Who are the leading real estate title insurers?
The leading title insurer in the United States is First American Title Insurance Company, which writes title insurance coverage for almost every state. Another title insurer, Stewart Title Guaranty Company, provides title insurance protection.
How much is title insurance?
All states have different requirements about how much a title insurer can charge for its policy premiums, resulting in wide variations in title insurance costs according to the state and its real estate market conditions. Generally, title insurance costs from 2% to 4% of the total real estate purchase price. In some states, title insurers can add an endorsement—or rider—to their title insurance policy. This kind of title insurance endorsement will add a premium for special protection if a lender requires it. For example, in New York State, this type of title insurance endorsement can add a premium of up to 1% of the title insured value. To make the title insurance premium more affordable, title insurers often allow title owners to reduce their title insurance premiums by providing proof of newer title protection endorsements on existing policies.
- Real estate buyers and sellers should carefully consider title insurance when entering into real estate purchases, be sure to research title insurance and title companies, primarily when the title does not originate from a normal state.

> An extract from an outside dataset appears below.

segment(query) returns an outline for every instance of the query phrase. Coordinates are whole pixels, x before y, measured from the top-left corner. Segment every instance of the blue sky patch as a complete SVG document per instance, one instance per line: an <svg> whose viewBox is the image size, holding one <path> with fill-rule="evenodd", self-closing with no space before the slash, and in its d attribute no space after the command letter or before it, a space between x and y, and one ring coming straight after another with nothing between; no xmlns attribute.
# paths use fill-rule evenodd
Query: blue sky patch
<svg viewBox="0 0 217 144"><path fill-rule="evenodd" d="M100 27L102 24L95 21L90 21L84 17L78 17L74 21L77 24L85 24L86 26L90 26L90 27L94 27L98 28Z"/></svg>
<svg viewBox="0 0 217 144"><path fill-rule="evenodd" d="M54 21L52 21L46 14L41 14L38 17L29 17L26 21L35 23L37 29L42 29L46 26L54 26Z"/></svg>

- Real estate buyers can save money on title insurance premiums by having a title insurer pre-clear title before purchase or during escrow. It is essential for real estate sellers to understand that title insurance protects their interests.
TIP: Read your title insurance policy to understand what is covered, what exclusions exist, and the other terms and conditions of a specific policy.
Did you know that title insurance protects multiple parties involved in real estate transactions? This protection includes buyers who purchase properties free and clear of all encumbrances or other claims on titles, sellers whose properties are being sold, and lenders who require title insurance as a condition of their loan.
Another critical aspect of title insurance is that policies issued by title insurers provide coverage for the life of the policy, which means that past title issues will be covered as long as there is no lapse in title insurance coverage nor termination of the title insurance policy.
Title insurance policies offered by title insurers generally cover title searches, title examination, title defects based on public records, title disputes between owners of neighboring properties, title problems caused by the issuance of court decisions against a person’s property ownership rights, attempts to have a false claim ruling issued to defraud an insurer out of money in connection with title claims and damages resulting from errors in writing instruments that affect title to real estate.
The title insurer also provides title defense and insurance coverage in the event of a title claim, title guarantee benefits to titleholders upon policy termination or expiration, which includes owner replacement title guarantees that ensure the title owner will receive a new title free and clear of all encumbrances or other claims on title without having to pay additional premiums.
In addition, there are other situations where an existing title insurer may issue a title insurance binder which is a temporary policy issued for real estate transactions requiring expedited closing such as refinance transactions, construction loans, commercial property sales, and purchases where buyers want protection against potential future defects before final commitment decisions have been made. The issuance of a binder can help speed up the process since lenders can proceed with the loan commitment with title insurance protection for the title owner against title defects.
In most cases, title insurance binder policies will provide enough time to allow a title insurer to underwrite the policy and issue a final title insurance policy which makes it easier to close real estate transactions in an expedited manner.
A title insurer should be contacted early on in the closing process since title insurers need several days or weeks to research recorded documents affecting the title before offering protection either by issuing a policy or providing binder coverage.